Having a book put out by a large publishing house, without question, offers some powerful advantages, including greater market reach, publishing industry relationships, more staff, and bigger budgets (and advances), than are often the case for smaller publishers. That said, there are significant benefits to working with IPs, as outlined below.
- Access – Arguably the most important advantage of IPs is their relative ease of access. While most of the large publishers can only be queried via a literary agent, that restriction is rarely present with IPs. This makes IPs particularly appealing to newer, unagented writers.
- Relationships – IPs’ smaller size tends to promote a closer relationship between the author and the IP than may be possible with a large publisher.

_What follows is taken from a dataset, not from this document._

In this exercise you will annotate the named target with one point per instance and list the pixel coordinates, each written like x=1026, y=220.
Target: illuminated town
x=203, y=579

I feel comfortable contacting my editor and publicist at Pelican whenever it’s necessary. This ease of interaction promotes a more pleasant working relationship.
- Influence – By virtue, at least in part, of the closer relationship, authors may also have more influence with IPs than with large publishers. IPs may be more likely to solicit and consider author feedback on cover design, artwork, font choice, etc. That said, trust your IP to know their business.
- Author’s Efforts More Visible – This is the big fish in a small pond phenomenon. An individual author’s promotional efforts and resulting sales are more visible and account for a larger percentage of sales at an IP than at a large publisher.
- More Flexible – IPs, by their nature, and more flexible than large publishers. This can enable them to focus on niche or regional markets, and offer a home to a book that would not be considered by a large publisher. IPs don’t invest as much on a single book, and can thus more easily take calculated risks on innovative or unusual manuscripts.
- Longer-Term Perspective – IPs typically don’t place themselves under the pressure cooker of achieving best selling books within the first 90 days of publication. Their philosophy is more aligned with a marathoner than with a sprinter. Slow and steady wins the race. Pelican keeps its books in print indefinitely.
- Speed – IPs can use their smaller size and greater flexibility to produce books faster than a large publisher. This was particularly true for my experience with Pelican, since I had complete artwork accompany my manuscripts (note: that is neither typical nor recommended for non-author/illustrators).
- Stepping Stone – IPs are quite capable of producing top notch books. A well-written and commercially successful book put out by an IP offers an effective stepping stone for authors’ careers, including gaining access to literary agents and, with their help, larger opportunities.
So, don’t be afraid to submit to IPs. It could be the start of a beautiful friendship.